LeAnn and Alex* are Hungry
LeAnn has a two year old daughter and recently married Alex. These young parents are patient and kind with their daughter and I watched as they taught her about healthy snacks and meals. Alex and LeAnn were doing well a couple years ago and were thrilled when they found out they were expecting. Soon after they celebrated the birth of their daughter Alex was laid off. LeAnn and Alex are struggling to pay rent, afford utilities and provide food for their young family. LeAnn and Alex would like to open a savings account, prepare for when their baby goes to college and feed their daughter food that will help her grow big and strong, but hunger won’t allow for that. LeAnn and Alex are hungry.

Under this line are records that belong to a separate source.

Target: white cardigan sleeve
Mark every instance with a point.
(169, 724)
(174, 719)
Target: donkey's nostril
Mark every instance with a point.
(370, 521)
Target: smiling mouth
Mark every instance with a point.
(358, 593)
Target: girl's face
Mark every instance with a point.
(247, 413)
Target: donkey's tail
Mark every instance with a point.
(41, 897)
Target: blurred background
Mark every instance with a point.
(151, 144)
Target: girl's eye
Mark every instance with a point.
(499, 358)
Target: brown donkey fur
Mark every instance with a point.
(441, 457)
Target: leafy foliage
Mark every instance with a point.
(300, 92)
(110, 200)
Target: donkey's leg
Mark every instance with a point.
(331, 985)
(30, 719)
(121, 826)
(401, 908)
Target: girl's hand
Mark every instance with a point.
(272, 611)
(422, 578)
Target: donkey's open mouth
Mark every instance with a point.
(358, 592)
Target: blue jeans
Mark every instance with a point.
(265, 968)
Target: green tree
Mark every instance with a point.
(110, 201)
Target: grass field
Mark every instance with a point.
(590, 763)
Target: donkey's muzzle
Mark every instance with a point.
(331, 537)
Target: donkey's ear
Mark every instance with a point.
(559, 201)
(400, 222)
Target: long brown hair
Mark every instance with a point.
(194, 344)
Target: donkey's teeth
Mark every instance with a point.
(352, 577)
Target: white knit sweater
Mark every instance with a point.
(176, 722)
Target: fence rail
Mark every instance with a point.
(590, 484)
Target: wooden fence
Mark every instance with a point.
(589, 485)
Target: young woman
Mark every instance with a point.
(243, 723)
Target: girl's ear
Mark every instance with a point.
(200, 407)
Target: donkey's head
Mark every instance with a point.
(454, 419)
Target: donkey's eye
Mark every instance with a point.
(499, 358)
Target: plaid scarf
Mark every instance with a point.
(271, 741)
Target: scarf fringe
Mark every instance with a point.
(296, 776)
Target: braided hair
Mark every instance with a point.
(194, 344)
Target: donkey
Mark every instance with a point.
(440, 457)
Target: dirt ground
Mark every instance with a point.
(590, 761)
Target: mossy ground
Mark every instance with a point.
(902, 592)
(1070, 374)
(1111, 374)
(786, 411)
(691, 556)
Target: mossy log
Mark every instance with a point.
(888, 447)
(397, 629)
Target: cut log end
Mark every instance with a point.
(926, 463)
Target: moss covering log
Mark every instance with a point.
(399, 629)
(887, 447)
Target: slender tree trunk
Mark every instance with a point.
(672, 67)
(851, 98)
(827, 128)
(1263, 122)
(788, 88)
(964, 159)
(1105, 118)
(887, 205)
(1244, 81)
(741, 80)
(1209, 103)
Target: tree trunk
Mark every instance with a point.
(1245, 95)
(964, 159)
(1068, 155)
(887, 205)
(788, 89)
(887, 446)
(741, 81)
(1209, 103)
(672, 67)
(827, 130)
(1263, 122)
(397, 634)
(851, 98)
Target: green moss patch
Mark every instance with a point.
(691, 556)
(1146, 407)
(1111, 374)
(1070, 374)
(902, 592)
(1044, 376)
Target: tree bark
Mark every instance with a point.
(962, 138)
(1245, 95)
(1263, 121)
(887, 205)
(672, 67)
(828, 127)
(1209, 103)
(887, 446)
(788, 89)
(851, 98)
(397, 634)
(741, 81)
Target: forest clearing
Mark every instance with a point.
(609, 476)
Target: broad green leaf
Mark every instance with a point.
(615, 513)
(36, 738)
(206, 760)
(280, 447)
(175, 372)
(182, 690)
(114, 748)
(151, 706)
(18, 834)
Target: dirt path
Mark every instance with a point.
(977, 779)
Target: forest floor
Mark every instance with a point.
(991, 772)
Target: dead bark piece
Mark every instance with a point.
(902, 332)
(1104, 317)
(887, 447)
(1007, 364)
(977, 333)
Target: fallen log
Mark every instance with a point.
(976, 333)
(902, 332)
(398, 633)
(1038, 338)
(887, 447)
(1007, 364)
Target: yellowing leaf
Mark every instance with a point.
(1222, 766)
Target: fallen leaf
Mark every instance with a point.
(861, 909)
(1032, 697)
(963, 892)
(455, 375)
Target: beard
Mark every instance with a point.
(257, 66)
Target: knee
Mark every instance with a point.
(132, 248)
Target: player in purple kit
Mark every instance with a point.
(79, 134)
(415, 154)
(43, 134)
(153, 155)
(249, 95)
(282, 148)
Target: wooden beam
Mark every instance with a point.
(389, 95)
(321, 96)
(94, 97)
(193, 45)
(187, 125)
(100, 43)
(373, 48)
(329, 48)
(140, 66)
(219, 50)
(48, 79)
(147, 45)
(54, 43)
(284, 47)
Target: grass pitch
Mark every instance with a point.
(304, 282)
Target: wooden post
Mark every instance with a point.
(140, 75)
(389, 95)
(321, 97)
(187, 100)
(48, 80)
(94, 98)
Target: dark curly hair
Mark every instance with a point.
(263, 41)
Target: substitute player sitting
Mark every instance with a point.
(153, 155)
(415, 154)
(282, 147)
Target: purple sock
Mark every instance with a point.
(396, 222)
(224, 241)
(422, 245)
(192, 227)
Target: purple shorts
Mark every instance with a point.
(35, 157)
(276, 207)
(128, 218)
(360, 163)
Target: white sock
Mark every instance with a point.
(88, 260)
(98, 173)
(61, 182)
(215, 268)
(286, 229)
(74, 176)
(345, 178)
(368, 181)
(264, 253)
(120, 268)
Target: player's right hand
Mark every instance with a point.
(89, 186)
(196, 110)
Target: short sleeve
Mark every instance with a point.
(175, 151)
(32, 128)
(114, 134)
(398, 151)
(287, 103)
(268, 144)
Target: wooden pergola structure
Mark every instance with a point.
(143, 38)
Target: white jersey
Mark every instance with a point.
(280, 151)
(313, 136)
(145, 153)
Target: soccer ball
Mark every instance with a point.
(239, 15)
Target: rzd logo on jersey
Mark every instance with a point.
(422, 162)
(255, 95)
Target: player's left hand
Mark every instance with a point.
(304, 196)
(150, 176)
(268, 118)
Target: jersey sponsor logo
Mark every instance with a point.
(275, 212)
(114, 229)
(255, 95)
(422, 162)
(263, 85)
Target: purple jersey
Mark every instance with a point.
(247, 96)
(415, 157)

The stories above don’t even begin to share all the stories of those who hunger. There are over 382,000 of these stories, the stories of the over 382,000 Iowans who live next door to us, who go to our same church, and who struggle against hunger. When you hear about Janice, George and LeAnn and Alex I hope you are able to see them as Iowans, as people who deserve a chance and as someone worth fighting for.
Help us in giving Janice, George and LeAnn and Alex a voice. Stand with us in the fight against hunger.